Sep 15, 2013

homemade yogurt

I had two big surprises this past week.  First of all, somehow I got sucked in to "volunteering" to be our department website developer.  I can't say I've ever done anything quite like it before, besides blogging, but I suppose I'm probably one of the most technologically competent people in the office.  That may not be saying much, either.  Anyways, I went to a one hour "crash course" in how to make changes to the website.  I came back to my office and asked everyone what needed changed.  Within minutes I had a request come in.  I made the changes, slightly afraid that the entire university system would somehow implode due to me adding a new faculty bio on our website.  But, IT WORKED!  Perhaps I shouldn't have seemed so surprised.

Secondly, I had been reading for a while that it's easy and cheap to make your own homemade yogurt.  I found a recipe, heated some milk, added some yogurt, and left it in a warm place overnight.  And IT WORKED!  The gallon of milk turned into this beautiful thick yogurt.  A gallon of yogurt cost about $4.  I'll give you a second to reread that last sentence. Four dollars for an entire gallon.  Plus, by making your own, you can control what goes in it.  I've been avoiding most yogurts for years as any of them that are a reasonable price are filled with gelatin.  Hubs has been avoiding it for years because there's way too much sugar in the pre-made stuff.  I am happy to announce that we no longer need to compromise our values, our wallets, or our diets to enjoy yogurt.  And, we've got more than we can eat in a really long time in the fridge and freezer.

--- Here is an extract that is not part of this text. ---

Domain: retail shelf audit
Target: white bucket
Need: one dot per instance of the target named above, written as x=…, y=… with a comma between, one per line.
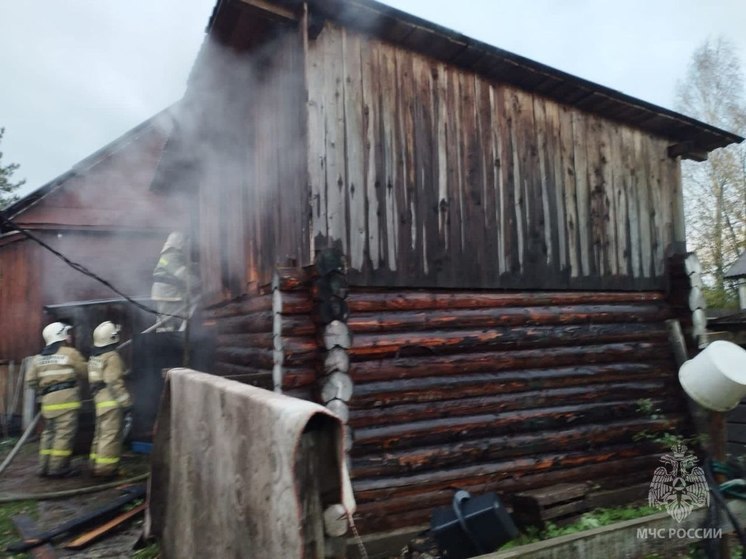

Please note, though, that this recipe is for plain, unsweetened yogurt.  Once it's made, play with adding a little sugar, honey, vanilla, fruit, or granola.  My dad's favorite is adding a little strawberry jelly.  My favorite is adding a little sugar and coffee for coffee yogurt.  Hubs likes his with a little sugar and peanut butter granola.

Homemade Yogurt 
Recipe from Make the Bread, Buy the Butter by Reese

Makes 1 gallon

  • 1 gallon of milk (I used whole milk, because the higher the fat content, the thicker it will be)
  • 1/2 c plain unsweetened yogurt with live active cultures (I used Velvet View from Fresh Fork)
Heat the milk in a large pot until it's just about to boil, stirring often.  There will be little bubbles starting to form.  Pour the milk into another large pot or a large bowl and set it on the counter.  Allow the milk to cool to 110-115 degrees (Reese said you can test this by putting your finger in the milk for 10 seconds comfortably but still feeling heat).  You can remove any skin that develops on the milk as it's cooling.  Once it has cooled to the right temperature, mix in the yogurt well and cover it lightly with a damp cloth or an off-center lid.  Allow the yogurt to sit out overnight, 8-10 hours in a warm spot.  I turned on the oven as low as it could go for a minute, turned it off, and put the yogurt in there to brew overnight.  In the morning, you will be just as surprised as me to find a thick, beautiful yogurt!  Mix it up and put it in a closed container and refrigerate or freeze until ready to enjoy.

If your yogurt isn't thick enough for your liking, or if you want Greek-style yogurt, you can strain it through cheese cloth in a strainer until it reaches your desired thickness.  But you will lose up to half of your volume of yogurt by following this method.